鍵師じゃなくても言うことを聞くんだと新たな発見をしたところで、僕はため息を吐く。
1人で全体を見渡すのは正直しんどいけれど、ミーシャもソフィアもそれぞれにやることがある。もちろん僕の指示ではなく、彼女ら自身の心の在り様の話だ。
今僕はこうして司令塔みたいなことをしているけれど、別にそんな役割買った覚えもなければ、立候補したわけでもない。

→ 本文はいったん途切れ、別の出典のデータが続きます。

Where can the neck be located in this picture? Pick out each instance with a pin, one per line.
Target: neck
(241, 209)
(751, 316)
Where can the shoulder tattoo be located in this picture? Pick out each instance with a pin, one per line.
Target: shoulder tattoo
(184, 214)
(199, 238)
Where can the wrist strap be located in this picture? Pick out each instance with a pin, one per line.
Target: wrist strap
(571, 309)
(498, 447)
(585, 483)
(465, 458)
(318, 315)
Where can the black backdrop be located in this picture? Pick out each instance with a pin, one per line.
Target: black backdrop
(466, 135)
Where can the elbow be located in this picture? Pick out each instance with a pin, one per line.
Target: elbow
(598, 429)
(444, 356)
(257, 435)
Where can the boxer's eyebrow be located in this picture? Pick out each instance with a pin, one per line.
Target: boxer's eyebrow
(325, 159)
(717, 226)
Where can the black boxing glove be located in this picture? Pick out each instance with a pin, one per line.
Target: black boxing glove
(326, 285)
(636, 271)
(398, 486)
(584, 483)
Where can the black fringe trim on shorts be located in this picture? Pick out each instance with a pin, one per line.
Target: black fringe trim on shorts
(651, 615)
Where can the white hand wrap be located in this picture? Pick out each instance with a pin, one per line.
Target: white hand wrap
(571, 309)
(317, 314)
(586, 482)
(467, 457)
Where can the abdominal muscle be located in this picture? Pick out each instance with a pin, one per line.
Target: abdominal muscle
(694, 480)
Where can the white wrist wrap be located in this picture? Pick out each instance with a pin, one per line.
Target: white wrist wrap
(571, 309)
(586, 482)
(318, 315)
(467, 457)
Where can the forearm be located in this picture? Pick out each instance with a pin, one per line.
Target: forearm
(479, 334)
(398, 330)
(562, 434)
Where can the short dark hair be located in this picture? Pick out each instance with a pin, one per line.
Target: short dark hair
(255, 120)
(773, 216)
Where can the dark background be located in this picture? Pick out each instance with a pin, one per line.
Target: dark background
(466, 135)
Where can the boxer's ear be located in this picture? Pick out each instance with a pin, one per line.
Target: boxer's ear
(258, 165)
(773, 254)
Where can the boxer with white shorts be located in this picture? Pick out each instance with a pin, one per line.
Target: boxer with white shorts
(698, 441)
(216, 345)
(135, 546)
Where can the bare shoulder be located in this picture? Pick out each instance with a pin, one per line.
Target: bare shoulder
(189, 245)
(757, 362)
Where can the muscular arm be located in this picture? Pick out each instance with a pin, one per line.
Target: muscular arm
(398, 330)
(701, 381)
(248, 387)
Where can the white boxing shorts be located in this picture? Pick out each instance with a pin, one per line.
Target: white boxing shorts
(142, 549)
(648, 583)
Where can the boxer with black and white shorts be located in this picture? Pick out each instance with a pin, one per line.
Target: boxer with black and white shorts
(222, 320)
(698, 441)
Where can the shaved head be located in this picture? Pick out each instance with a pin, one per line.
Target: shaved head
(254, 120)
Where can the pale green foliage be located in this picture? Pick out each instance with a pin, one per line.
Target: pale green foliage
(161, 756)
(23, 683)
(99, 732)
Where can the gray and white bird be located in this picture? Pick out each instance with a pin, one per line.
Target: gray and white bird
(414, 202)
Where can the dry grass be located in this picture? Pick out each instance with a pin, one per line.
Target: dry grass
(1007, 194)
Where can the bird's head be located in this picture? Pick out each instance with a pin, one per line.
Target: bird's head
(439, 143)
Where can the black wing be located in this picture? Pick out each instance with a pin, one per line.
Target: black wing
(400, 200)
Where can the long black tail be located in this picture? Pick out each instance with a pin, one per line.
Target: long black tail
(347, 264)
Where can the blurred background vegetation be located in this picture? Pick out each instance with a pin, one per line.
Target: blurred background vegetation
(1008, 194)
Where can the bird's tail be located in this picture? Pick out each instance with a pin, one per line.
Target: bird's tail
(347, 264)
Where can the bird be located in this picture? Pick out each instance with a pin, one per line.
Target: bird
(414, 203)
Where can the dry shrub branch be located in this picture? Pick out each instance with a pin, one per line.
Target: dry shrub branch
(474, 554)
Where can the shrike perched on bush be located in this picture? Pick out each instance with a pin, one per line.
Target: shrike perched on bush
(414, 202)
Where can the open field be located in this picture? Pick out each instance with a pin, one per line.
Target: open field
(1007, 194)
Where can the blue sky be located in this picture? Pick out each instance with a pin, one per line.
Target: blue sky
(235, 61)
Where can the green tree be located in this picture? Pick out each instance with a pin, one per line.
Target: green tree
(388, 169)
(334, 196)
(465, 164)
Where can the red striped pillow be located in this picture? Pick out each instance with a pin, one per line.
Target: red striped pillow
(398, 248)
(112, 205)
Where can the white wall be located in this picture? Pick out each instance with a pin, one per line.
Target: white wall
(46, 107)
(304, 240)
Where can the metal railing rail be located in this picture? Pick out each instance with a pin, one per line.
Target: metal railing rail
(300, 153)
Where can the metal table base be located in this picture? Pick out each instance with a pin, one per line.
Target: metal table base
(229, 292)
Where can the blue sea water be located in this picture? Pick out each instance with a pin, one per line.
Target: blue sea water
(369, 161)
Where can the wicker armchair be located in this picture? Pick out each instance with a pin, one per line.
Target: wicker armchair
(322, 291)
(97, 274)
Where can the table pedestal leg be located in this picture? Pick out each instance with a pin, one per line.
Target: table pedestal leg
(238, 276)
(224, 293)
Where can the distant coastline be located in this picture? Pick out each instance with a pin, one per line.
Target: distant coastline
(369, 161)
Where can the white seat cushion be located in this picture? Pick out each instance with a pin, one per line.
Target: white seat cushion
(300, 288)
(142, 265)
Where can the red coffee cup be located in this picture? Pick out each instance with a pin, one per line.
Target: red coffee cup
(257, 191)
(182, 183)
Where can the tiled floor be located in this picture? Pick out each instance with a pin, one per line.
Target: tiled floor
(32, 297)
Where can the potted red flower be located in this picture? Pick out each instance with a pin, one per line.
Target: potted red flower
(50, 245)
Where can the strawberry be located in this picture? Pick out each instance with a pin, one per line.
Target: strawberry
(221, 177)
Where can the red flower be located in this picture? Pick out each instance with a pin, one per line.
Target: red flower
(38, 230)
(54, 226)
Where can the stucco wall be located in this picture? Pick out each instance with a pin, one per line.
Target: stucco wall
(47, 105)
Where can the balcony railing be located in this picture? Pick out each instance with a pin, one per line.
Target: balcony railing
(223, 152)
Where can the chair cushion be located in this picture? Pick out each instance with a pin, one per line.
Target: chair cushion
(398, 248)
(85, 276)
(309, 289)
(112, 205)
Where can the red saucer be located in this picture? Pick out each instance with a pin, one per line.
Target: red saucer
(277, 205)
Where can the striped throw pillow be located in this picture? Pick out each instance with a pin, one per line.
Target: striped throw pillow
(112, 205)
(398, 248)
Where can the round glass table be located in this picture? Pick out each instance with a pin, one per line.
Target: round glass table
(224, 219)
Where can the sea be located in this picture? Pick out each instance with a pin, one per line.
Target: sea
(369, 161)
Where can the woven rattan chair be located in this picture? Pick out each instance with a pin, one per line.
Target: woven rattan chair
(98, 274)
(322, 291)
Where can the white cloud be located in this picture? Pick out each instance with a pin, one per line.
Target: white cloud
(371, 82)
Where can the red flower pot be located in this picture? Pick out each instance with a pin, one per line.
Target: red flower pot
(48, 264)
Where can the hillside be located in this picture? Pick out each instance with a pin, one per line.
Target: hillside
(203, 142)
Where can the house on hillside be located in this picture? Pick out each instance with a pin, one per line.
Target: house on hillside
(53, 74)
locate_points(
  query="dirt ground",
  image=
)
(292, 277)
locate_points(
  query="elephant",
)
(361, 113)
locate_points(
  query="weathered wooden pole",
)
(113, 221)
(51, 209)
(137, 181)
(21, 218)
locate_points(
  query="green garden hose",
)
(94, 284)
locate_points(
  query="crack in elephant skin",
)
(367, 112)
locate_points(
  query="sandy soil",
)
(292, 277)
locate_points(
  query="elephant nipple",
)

だからこそ、僕はみんなにはみんなが出来るそれぞれをしてもらいたい。
「僕も、やるべきことをしないと」
アガートラームをさらに追加する。
頭が痛くなってきたけれど、これくらいでへこたれるわけにはいかない。
どうにも僕は、この街がそれほど大事らしい。
こんな気持ちになったのはこの世界で初めてだろう。
住む場所なんて雨風をしのげて、仕事が出来るのならそれでよかった。愛着なんてあったものでもないし、例え明日に住んでいた街が滅んだとしても何も感じなかっただろう。
でも今は違う。
ここは僕の第2の故郷だ。
一緒に学ぶ仲間たちに、先生方、ギルドの先輩冒険者方、ここに住む優しい人々――なに1つ欠けさせない。
「うっし! やったるぞ~!」
僕は気合を入れ、再度全体に目を散りばめていくのだった。